Vaya pregunta profunda que me hacía. No podía sintonizar mi mente en nada importante.

No sirvo para describir sentimientos de dolor. Tal vez no sirva para tenerlos. ¿Me sentía vacía? Sí, pero no era tan tremendo como hubiera esperado. Ante todo, no lo había amado el tiempo suficiente para que la pérdida dejara una cavidad tan grande. Pero además no había desistido. Desistir no es tan fácil. Sabía que lo intentaría de nuevo; qué diablos, rogaría, tal vez lloraría. Se sabe que esos recursos dan resultado, y Cricket tiene un corazón oculto en algún lado, igual que yo.

Estaba deprimida, sin duda alguna. ¿Deshecha? Claro que no. Estaba a kilómetros del suicidio. Kilómetros y kilómetros.

Fue entonces cuando reparé en una pequeña jaqueca. Cualquiera creería que esos nanobots que llevamos en el cráneo tendrían que haber liquidado el dolor de cabeza. La migraña es una especie extinguida, sí, pero la medicina no ha logrado eliminar esas fastidiosas palpitaciones en la sien o la frente. Es probable que en cierto modo queramos tenerlas.

Pero esto era diferente. Noté que se centraba en los ojos, y la razón era que algo flotaba en mi visión. Periféricamente estaba viendo algo, o mejor dicho no viendo algo, y me estaba exasperando. Dejé de caminar y miré en torno. Varias veces creí descubrir algo, pero siempre se me escabullía. Tal vez fueran los fantasmas de Brenda. Yo estaba a un paso de la famosa Nave Encantada. ¿Qué otra cosa podía ser?

Winston se acercó a brincos, como si persiguiera algo. Y al fin lo vi, y sonreí porque era tan sencillo. Ese estúpido perro perseguía una mariposa. Eso era lo que había visto por el rabillo del ojo. Una mariposa.

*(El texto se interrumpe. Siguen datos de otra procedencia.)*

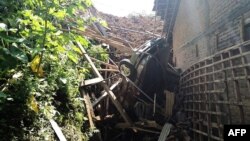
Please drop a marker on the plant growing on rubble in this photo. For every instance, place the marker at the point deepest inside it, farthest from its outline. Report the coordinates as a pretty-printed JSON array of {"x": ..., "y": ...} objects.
[{"x": 40, "y": 68}]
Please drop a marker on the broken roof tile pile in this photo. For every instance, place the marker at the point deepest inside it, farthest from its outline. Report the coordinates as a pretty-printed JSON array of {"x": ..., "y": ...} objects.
[{"x": 135, "y": 29}]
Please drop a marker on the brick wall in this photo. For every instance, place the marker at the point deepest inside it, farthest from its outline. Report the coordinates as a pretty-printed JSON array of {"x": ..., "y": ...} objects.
[{"x": 210, "y": 25}]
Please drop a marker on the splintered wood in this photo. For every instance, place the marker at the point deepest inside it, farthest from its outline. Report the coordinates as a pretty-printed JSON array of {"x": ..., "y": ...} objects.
[{"x": 105, "y": 86}]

Di media vuelta y emprendí el regreso hacia la tienda (el perro), pensando en beber un par de copas más (perseguía) o en empinar el codo hasta atontarme, ya que a fin de cuentas tenía una buena excusa una mariposa y de nuevo di media vuelta pero no encontré el insecto, lo cual era lógico porque no estábamos en Tejas, estábamos en Delambre, donde no hay aire, estúpido Winston, y estaba por desechar esa fantasía alcohólica cuando una muchacha desnuda se materializó de golpe, corrió siete pasos, uno, dos, tres, cuatro, cinco, seis, siete, y regresó adondequiera que vayan los fantasmas, después de acercarse tanto que casi llegué a tocarla.

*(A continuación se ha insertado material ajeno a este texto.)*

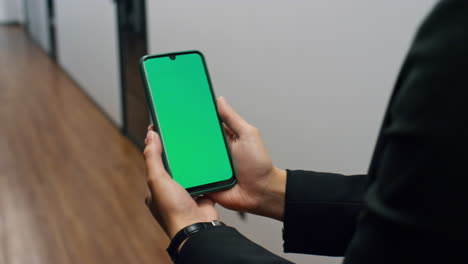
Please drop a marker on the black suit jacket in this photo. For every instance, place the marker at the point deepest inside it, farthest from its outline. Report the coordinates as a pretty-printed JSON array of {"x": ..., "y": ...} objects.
[{"x": 411, "y": 207}]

Soy periodista, cazo noticias. Cacé a esa muchacha, al cabo de un momento de quedarme petrificada como una estatua. No la encontré. Sólo la había visto porque los últimos rayos del sol se reflejaban arriba, pero no arrojaban más luz que una buena vela. Tampoco encontré a la mariposa.

Noté que el perro se acurrucaba contra mi pierna. Una luz roja parpadeaba en el interior de su traje, anunciando que le quedaban diez minutos de aire, y estaba entrenado para regresar cuando viera la luz. Le di una palmada en el casco, lo cual no le servía de nada, pero pareció agradecérmelo, pues se relamió la boca. Me erguí y eché otro vistazo.

Me sentí como Dorothy en El mago de Oz.

—Winston —le dije—, creo que ya no estamos en Kansas.